11

I have this code:

Int32 i1 = 14000000;
byte[] b = BitConverter.GetBytes(i1);
string s = System.Text.Encoding.UTF8.GetString(b);
byte[] b2 = System.Text.Encoding.UTF8.GetBytes(s);
Int32 i2 = BitConverter.ToInt32(b2,0);;

i2 is equal to -272777233. Why isn't it the input value? (14000000) ?

EDIT: what I am trying to do is append it to another string which I'm then writing to file using WriteAllText

mcmillab
  • 2,752
  • 2
  • 23
  • 37
  • 2
    Did you know that string is not just an array of bytes? – John Saunders Jan 05 '13 at 02:44
  • In c and c++, a string is just an array of bytes with a zero at the end. That's not true in C# and .NET. – John Saunders Jan 05 '13 at 02:47
  • BTW, what were the `Length` properties of `b`, `s`, and `b2`? – John Saunders Jan 05 '13 at 02:48
  • so what's the best way to convert an int to a string and back? Ideally with the string being fixed length, and as short as possible? – mcmillab Jan 05 '13 at 02:48
  • It's unclear what you mean.

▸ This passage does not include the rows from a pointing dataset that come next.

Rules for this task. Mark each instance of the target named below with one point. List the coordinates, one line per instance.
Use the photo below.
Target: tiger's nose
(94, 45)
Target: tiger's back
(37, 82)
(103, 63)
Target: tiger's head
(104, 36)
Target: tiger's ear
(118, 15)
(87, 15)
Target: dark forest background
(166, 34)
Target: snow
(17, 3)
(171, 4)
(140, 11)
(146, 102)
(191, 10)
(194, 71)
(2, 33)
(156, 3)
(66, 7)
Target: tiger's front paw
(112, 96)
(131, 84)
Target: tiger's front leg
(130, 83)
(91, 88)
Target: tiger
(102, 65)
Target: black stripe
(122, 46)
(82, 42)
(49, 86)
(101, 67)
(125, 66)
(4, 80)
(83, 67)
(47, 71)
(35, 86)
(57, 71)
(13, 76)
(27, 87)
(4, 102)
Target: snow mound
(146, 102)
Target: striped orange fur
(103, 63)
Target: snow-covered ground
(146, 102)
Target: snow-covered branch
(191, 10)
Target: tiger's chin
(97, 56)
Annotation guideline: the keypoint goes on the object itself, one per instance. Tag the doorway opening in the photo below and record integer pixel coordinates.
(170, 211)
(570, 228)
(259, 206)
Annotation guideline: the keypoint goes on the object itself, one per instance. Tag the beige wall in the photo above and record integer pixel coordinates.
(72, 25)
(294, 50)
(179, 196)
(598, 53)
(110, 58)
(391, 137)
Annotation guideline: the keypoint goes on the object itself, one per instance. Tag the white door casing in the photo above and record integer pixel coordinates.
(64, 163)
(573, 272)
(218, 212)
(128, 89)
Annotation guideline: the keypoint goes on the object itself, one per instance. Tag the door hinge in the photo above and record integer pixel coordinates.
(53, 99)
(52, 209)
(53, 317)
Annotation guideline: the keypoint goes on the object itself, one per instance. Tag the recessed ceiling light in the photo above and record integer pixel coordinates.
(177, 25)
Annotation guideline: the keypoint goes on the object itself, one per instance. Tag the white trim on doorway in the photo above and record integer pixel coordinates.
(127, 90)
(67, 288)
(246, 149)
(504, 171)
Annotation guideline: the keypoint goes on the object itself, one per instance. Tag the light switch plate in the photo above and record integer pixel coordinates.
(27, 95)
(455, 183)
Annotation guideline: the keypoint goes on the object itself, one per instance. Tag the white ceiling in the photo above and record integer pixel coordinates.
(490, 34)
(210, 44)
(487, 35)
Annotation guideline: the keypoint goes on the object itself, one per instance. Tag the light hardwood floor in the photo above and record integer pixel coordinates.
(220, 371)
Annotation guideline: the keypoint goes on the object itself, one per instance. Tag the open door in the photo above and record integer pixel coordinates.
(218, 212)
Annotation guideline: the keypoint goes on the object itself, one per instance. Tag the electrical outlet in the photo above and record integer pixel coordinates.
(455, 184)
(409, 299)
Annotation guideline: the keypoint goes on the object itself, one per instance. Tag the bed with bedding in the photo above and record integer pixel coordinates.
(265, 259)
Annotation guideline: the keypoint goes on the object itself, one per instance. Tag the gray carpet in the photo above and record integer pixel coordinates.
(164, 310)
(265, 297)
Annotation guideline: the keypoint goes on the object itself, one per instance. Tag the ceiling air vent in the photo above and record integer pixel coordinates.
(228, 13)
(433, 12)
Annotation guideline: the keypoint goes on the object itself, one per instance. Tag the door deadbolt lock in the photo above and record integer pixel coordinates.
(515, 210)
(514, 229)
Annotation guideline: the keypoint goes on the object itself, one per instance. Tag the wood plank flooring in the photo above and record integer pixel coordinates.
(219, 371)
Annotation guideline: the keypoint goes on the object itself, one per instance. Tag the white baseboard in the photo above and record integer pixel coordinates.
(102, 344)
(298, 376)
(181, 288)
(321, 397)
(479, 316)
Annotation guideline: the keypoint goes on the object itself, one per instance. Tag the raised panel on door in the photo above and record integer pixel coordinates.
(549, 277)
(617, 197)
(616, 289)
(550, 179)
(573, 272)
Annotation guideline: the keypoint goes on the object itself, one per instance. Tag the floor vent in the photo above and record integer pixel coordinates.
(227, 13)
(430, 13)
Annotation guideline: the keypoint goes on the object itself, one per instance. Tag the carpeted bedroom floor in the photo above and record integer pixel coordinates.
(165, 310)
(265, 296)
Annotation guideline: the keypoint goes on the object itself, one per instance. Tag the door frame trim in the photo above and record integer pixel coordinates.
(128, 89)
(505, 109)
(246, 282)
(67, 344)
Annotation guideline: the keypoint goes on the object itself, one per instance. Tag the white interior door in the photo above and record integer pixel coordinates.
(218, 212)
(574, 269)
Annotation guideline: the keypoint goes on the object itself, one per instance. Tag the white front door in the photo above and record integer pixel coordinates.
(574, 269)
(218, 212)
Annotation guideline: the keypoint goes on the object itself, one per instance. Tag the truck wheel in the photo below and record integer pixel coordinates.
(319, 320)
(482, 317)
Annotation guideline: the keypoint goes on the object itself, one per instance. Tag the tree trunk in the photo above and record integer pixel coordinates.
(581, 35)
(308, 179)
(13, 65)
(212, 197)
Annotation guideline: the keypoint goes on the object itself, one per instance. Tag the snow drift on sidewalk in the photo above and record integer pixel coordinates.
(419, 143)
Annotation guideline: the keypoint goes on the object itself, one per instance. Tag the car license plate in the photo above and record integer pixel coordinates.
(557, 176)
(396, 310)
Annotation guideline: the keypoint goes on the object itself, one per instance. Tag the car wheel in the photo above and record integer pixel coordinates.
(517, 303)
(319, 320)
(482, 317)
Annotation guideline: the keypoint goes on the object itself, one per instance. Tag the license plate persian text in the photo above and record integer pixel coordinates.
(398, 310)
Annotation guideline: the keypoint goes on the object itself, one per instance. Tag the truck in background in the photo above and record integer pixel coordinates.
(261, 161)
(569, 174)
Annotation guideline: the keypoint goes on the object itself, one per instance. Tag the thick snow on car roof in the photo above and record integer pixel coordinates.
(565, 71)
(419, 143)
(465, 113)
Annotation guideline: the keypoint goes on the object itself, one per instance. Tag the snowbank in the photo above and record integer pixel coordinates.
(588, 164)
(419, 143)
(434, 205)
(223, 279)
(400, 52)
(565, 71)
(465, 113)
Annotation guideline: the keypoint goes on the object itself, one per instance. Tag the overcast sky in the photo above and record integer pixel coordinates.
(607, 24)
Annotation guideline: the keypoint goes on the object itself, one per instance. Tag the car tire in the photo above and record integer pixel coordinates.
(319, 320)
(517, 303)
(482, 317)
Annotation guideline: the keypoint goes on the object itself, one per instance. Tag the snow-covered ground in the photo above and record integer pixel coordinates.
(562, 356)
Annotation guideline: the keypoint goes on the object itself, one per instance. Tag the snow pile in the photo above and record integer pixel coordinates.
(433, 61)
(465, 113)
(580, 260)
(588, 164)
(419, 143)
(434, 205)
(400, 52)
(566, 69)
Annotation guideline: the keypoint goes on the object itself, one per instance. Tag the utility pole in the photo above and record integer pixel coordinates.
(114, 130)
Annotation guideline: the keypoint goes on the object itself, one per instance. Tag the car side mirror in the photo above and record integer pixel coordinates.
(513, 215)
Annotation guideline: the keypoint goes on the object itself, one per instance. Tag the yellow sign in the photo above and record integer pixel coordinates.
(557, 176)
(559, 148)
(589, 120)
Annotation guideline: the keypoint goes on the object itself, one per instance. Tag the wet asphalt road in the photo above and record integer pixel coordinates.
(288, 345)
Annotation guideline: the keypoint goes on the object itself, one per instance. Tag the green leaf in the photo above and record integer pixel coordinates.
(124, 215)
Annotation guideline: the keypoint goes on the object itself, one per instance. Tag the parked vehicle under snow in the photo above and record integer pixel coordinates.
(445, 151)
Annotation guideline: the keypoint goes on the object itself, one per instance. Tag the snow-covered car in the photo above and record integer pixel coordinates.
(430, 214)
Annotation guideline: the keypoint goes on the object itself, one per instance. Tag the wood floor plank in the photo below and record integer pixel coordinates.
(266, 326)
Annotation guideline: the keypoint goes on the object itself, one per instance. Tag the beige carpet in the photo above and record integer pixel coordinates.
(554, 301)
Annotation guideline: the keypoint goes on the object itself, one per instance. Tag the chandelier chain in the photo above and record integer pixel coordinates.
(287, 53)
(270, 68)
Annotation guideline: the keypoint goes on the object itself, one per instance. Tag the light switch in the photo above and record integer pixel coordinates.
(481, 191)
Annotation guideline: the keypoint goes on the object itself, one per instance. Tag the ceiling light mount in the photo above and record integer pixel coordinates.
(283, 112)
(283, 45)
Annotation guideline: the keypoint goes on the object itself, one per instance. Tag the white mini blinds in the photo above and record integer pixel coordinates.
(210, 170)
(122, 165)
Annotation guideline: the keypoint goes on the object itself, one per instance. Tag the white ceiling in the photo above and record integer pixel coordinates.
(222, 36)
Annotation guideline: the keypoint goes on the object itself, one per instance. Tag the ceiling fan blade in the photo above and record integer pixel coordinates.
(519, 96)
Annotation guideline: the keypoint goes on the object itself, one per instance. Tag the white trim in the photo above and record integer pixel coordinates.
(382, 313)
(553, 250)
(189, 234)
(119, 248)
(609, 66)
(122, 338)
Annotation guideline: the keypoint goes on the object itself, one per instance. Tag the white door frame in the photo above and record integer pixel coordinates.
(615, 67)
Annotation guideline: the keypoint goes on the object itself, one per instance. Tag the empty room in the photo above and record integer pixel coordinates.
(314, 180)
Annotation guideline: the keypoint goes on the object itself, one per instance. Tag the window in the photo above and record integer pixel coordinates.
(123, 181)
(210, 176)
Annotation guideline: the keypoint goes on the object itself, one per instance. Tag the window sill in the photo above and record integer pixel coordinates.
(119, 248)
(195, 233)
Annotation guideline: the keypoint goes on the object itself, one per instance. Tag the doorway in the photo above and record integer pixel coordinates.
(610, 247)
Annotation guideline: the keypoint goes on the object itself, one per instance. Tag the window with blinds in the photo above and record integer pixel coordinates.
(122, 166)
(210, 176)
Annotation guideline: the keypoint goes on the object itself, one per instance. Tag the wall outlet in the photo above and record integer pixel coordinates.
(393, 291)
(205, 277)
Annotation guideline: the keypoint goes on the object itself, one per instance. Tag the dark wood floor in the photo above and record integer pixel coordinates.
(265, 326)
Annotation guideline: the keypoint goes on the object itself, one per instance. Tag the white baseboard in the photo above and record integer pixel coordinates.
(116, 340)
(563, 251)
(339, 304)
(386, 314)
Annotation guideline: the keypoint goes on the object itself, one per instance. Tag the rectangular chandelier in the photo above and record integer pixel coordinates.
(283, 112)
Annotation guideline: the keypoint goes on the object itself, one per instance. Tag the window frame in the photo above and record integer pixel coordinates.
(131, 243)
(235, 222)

Do you mean to conver the integer to a string or to interpret the string as an integer or to interpret the reference pointer as int? What? – Cole Tobin Jan 05 '13 at 02:57
  • I want the 4 bytes representing the int, but as a string not byte array – mcmillab Jan 05 '13 at 03:07
  • Not sure why I've been downvoted here? For not knowing something? – mcmillab Jan 05 '13 at 03:19
  • @mcmillab Because your question isn't clear. You need to write what you want to do. Although you already made comments on that you didn't edit the question, so... (And BTW please check my updated answer) – Alvin Wong Jan 05 '13 at 03:23
  • You can't turn bytes into text like that. A character is represented using two bytes, so four bytes would be two characters, but not all character codes are used, so turning bytes into characters would result in characters that can't be encoded into bytes and written to a file. So, what exactly are you trying to do? – Guffa Jan 05 '13 at 03:41

5 Answers5

15

Because an Encoding class is not going to just work for anything. If a "character" (possibly a few bytes in case of UTF-8) is not a valid character in that particular character set (in your case UTF-8), it will use a replacement character.

a single QUESTION MARK (U+003F)

(Source: http://msdn.microsoft.com/en-us/library/ms404377.aspx#FallbackStrategy)

Some case it is just a ?, for example in ASCII/CP437/ISO 8859-1, but there is a way for you to choose what to do with it. (See the link above)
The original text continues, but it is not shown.